「わ、素敵」
まーくんとともに家を出てから、一時間ほど経っただろうか。
柳家に着き、彼に通された部屋で私が目にしたのは、色とりどりの浴衣だった。
「姉のものだが、身長もさほど変わらないしサイズは合うだろう。好きなものを選ぶといい」
「わかった」
初めて訪れた柳くんの家はまさしく日本家屋といったお宅で、ずらりと並んだ浴衣や着物がしっくりくるほど立派なたたずまいだった。
華やかなピンクに爽やかな青や白、大人っぽい紫もあれば落ち着いた紺や黒もあるし…色だけじゃなく柄もそれぞれ素敵だから、どれにしようか迷っちゃう。
「長いこと着てなかったから少し面倒に思ってたけど、いざ目の前にあるとわくわくするね」
「女物は特に華やかだからな」
「ね、どれもかわいくて迷っちゃう」
さてどれにしようか。
こんなことならまーくんも連れてきたら良かったと、今頃私と同じように浴衣を選んでるだろう彼のことを思い浮かべて息を吐く。
「…柳くん、ちょっと待ってて」
「どうした?」
「まーくん呼んでくる」
柳くんの返事も聞かずに襖を開いた私が彼らのいる部屋の前に着けば、そこからはうるさいくらいの騒ぐ声が聞こえてきた。
……仮にも人の家だっていうのに、もう少し大人しくできないのかこいつらは。
「まーくん、ちょっと」
「ん?」
「ごめん、今平気?」
「平気じゃけど、どうしたん」
「浴衣いっぱいあってね、どれにしようか迷ってるから一緒に選んでほしいの」
襖を少しだけ開いて顔をのぞかせた彼に言えば、不思議そうだった顔が一瞬にして笑顔になる。
…面倒と思われるならいざ知らず、どうして嬉しそうな顔になるんだ――…なんて、あまりにも今更過ぎる。彼だから、そうなのだ。
「気に入るのなかったんか?」
「ううん、みんなかわいいの」
「そか、どんなんがええじゃろうなあ」
「色も柄もってなると難しいんだよね、なかなか」
数十秒ぶりに開いた襖の向こうにいた柳くんはなぜだか目を伏せていて、私は無意識のうちに首を傾げる。
けれどすぐ後ろに立つまーくんが、早く入れとばかりに私の背中を小突くものだから。
「あのね、まーくん」
これとこれとこれと、あとこれで迷ってるんだけど。
並んだ浴衣を指差しながら見上げれば、まーくんは嬉しそうに笑う。
だから数秒前までのことなんてすっかり忘れちゃって、そんな私は、馬鹿なだけじゃなくひどく残酷な人間なのだ。
「じゃあこの2つならどっち?」
「こっちの方がええと思う。芽衣子も好みじゃろ?」
「流石ー、私のことに関しては右に出る者はいないね」
「当たり前じゃ」
浴衣を体に当てがって笑い合う2人を見ていると、どうにも胸がざわついた。
谷岡の笑顔と、それを眺めて微笑む仁王に、お前の入り込む隙は微塵もないのだと見せつけられているような気になった。
「それじゃ柳くん、着つけてくれる?」
「…ああ、わかった」
「中にキャミソールとか着てきたから、これ脱いじゃうね」
言いながら服に手をかけた谷岡に心臓がどくりと鳴ったが、すぐ下に着ていた黒いそれに嫌な汗が一瞬で引いた。

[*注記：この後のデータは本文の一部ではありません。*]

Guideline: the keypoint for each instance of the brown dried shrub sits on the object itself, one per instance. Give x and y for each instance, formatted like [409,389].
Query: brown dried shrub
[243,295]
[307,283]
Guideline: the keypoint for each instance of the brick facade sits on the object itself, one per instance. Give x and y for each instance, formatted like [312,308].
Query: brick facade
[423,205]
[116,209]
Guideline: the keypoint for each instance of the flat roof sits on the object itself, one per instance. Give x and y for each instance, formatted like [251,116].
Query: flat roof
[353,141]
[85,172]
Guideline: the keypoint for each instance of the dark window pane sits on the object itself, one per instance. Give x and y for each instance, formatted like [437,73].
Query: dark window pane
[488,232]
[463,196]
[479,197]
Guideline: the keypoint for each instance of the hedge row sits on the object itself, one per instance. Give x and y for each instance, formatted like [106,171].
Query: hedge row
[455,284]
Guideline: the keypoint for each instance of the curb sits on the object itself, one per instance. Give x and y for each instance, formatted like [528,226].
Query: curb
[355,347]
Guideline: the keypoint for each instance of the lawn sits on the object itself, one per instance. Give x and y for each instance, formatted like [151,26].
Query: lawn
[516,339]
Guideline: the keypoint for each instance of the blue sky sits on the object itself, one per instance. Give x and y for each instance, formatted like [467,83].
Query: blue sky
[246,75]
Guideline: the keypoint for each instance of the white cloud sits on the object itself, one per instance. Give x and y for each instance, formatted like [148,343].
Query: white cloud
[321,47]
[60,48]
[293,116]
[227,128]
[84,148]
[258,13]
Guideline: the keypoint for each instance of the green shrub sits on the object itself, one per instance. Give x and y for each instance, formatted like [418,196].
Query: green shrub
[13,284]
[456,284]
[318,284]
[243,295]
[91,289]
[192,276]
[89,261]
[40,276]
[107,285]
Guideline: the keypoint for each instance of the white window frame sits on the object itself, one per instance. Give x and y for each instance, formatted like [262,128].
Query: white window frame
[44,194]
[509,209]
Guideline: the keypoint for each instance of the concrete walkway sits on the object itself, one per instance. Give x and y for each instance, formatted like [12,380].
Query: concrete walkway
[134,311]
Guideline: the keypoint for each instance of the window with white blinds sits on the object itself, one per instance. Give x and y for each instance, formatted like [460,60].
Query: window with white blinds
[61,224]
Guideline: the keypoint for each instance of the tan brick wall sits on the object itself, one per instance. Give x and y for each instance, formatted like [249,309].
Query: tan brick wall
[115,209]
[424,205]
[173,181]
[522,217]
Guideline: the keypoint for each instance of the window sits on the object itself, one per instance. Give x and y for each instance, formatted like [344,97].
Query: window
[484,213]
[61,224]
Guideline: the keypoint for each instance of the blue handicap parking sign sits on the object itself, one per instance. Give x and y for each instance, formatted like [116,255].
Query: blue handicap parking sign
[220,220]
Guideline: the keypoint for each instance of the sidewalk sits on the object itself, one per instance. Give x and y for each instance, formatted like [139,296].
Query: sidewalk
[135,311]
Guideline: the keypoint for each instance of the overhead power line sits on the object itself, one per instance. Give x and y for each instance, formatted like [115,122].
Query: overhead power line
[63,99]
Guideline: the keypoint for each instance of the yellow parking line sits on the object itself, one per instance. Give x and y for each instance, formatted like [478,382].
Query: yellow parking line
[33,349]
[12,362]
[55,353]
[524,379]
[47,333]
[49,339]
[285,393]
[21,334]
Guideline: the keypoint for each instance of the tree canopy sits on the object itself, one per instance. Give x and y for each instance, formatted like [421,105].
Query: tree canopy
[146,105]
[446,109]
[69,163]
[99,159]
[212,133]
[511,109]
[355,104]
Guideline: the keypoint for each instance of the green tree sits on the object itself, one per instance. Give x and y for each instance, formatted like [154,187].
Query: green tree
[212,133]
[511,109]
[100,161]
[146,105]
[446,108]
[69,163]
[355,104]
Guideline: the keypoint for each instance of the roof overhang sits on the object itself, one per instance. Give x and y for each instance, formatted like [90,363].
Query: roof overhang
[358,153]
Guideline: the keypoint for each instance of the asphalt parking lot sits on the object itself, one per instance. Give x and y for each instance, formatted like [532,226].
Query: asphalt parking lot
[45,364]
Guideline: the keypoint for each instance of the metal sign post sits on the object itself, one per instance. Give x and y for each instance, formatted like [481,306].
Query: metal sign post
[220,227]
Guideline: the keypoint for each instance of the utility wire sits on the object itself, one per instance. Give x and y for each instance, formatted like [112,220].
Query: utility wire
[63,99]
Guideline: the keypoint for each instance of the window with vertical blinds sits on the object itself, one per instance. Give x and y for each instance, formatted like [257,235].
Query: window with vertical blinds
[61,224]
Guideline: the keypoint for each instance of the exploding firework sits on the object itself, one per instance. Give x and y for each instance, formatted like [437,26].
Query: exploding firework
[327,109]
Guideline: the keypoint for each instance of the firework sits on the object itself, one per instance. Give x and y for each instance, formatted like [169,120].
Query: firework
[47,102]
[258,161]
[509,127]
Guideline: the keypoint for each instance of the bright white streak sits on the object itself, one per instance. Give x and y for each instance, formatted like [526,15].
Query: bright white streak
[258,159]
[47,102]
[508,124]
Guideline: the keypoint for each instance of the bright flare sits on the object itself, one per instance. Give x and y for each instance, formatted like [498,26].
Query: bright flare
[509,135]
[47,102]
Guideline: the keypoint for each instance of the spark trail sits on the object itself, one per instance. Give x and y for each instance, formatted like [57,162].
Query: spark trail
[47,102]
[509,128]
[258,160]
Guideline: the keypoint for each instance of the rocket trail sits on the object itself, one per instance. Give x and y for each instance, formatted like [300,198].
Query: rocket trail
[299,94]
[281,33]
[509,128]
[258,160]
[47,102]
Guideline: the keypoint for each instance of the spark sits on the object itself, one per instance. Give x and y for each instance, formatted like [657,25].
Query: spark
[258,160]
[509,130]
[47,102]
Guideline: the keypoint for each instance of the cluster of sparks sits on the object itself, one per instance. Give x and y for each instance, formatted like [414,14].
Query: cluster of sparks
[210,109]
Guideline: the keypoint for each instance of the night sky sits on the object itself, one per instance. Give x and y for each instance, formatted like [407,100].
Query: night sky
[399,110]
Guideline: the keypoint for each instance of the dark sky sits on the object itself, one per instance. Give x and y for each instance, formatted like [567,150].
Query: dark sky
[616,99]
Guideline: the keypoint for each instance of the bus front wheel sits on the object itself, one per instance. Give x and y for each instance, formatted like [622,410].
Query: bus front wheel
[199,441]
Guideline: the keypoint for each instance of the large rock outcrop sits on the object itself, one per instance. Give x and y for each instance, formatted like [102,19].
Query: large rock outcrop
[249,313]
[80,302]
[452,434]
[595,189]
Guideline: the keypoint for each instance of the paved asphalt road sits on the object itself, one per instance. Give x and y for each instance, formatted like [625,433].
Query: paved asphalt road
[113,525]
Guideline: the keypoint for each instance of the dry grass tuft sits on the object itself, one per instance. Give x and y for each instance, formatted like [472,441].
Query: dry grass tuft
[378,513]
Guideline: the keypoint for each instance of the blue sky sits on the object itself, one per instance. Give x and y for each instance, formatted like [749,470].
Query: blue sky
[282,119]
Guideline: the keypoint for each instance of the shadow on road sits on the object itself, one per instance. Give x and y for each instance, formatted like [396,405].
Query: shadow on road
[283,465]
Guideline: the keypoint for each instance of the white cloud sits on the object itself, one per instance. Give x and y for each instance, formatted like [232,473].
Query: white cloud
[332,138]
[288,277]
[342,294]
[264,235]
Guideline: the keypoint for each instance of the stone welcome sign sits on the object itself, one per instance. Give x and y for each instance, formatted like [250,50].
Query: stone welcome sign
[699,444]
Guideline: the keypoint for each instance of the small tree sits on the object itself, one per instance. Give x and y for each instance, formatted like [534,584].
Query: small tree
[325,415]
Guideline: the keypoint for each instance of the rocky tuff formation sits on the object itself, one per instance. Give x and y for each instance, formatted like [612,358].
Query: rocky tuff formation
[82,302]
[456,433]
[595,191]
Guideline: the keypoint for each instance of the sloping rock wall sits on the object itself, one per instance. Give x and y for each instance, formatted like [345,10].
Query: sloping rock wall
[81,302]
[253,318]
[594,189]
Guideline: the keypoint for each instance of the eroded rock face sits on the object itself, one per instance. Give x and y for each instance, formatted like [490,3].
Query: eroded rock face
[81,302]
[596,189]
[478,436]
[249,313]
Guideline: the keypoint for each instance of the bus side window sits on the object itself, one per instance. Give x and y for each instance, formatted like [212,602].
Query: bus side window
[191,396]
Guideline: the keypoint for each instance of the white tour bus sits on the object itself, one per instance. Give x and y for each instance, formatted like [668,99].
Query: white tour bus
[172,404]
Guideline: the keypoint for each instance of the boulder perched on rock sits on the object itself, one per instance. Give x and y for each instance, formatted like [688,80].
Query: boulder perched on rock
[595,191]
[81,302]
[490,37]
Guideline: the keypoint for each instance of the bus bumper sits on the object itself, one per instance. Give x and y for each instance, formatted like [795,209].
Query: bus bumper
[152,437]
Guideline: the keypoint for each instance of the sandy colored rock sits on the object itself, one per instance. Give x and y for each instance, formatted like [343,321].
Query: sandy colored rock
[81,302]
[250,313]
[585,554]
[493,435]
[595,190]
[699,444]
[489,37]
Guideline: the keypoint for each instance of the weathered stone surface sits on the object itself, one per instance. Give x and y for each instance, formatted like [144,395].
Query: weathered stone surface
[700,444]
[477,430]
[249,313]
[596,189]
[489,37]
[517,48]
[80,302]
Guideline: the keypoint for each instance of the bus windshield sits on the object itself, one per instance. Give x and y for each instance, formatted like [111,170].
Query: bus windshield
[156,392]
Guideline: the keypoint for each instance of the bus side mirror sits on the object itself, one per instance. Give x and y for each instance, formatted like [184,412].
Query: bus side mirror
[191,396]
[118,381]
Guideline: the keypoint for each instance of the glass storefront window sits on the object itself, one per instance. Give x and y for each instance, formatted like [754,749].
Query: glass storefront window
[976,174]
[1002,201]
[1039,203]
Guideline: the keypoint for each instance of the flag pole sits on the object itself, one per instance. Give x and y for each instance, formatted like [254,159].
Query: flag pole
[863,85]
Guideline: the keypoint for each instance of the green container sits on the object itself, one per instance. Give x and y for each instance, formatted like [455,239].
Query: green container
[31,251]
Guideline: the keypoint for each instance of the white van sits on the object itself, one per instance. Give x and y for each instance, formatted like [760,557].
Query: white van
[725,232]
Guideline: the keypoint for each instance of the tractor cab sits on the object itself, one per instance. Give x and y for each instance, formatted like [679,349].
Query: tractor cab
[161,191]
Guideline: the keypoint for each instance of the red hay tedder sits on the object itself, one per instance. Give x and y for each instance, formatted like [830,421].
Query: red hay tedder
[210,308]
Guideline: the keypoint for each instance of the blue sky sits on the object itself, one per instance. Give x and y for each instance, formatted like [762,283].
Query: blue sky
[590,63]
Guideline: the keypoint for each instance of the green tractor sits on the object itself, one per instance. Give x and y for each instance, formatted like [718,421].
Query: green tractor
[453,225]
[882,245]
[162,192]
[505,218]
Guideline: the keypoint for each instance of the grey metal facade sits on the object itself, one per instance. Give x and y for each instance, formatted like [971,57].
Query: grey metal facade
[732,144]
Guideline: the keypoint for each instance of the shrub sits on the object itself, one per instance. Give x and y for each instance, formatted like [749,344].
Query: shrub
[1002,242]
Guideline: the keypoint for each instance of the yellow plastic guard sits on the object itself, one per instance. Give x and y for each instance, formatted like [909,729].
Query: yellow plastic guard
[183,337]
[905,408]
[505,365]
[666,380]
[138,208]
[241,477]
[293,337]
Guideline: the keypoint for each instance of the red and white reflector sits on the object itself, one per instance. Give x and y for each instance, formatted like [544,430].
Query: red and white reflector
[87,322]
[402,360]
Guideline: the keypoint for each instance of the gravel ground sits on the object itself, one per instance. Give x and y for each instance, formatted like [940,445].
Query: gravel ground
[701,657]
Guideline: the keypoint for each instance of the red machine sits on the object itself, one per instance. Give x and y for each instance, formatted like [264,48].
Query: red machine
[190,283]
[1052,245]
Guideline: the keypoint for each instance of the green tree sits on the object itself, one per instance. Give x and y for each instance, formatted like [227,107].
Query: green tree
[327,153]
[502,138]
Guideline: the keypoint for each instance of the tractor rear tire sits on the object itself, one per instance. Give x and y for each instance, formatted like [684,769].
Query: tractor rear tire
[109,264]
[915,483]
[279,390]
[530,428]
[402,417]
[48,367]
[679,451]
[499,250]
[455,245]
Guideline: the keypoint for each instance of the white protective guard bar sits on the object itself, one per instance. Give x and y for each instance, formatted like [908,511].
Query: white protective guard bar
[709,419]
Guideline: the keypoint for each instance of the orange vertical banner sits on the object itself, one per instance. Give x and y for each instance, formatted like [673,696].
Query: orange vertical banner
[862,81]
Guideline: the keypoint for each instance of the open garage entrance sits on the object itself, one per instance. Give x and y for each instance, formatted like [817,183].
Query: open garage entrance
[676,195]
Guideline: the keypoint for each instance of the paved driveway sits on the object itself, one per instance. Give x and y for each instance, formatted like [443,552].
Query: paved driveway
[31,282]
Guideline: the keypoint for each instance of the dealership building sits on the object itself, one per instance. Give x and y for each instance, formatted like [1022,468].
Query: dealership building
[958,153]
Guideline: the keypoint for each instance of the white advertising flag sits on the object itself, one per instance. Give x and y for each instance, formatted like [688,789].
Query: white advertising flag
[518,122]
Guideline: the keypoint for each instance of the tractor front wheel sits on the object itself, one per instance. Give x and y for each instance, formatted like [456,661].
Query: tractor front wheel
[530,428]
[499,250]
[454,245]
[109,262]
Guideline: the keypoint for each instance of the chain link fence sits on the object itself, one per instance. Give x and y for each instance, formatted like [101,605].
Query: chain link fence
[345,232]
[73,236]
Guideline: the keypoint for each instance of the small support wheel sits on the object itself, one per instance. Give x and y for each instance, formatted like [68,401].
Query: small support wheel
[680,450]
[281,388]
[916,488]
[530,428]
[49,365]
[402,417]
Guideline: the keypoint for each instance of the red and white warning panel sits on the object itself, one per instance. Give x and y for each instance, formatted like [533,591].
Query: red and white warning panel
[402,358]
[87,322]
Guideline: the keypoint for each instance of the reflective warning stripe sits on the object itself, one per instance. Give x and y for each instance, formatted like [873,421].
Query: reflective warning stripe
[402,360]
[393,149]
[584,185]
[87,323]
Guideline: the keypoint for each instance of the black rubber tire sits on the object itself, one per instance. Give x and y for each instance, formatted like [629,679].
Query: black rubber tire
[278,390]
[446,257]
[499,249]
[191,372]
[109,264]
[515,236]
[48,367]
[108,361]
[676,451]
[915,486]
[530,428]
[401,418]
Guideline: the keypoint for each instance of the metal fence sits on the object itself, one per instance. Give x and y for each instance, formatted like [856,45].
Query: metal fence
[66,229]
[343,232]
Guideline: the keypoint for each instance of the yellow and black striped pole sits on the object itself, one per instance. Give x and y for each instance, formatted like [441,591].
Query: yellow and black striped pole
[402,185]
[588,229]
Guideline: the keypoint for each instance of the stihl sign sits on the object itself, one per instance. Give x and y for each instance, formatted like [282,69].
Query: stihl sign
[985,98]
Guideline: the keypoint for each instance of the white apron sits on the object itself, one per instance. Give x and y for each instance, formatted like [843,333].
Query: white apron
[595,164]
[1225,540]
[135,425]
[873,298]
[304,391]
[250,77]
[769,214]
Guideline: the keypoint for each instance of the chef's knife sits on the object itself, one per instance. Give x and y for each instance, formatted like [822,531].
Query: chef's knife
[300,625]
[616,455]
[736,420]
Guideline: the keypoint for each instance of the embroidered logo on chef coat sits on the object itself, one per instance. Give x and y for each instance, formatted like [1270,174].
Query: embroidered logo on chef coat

けれど薄手のそれはピタリと肌に張り付いていて、俺の背中にはまた、引いたばかりの嫌な汗が流れた気がする。
「あ、帯はこれでお願い」
「…ああ」
「そうだ、まーくんまだ戻らないでね、似合ってるかちゃんと見てほしいから」
「ん」
浴衣越しに伝わってくる谷岡の体温に、心臓が高鳴る。
夏の暑さだけじゃない、勢いよくめぐる血液のせいで全身が熱く、火照っているような感覚だった。
顔が赤くなってしまっているのではないか。
熱を帯びしっとりと汗をかいた手から、俺の動揺や緊張が伝わってしまうのではないか。
そう不安になりながら着つける浴衣はまるで谷岡のために作られたのだと思えるほどこいつに似合っていて、大量に作られたもののひとつだなんて、まるで信じられない。
なのに、こんなにたくさんの浴衣の中から、ただひとつこれだけを。
「……………」
仁王はこれを選んだ。
谷岡が好むのはこの浴衣だと、こいつに一番似合うのはこの浴衣だと、仁王は理解していた。
理屈でも何でもなく、経験や直感から選んだ。もしかしたら、“知っていた”という方が正確かもしれない。
こんな日を迎えずとも、わかっていたはずだった。
消えろ消えろと願っているだけで消えるものではないと、どこかでわかっていたはずだった。
それでも仁王は俺の仲間で、仁王は谷岡のことが好きで、大切で。それはずっと昔からの話で、谷岡も同じで。俺と谷岡は、まだ出会って半年も経っていない。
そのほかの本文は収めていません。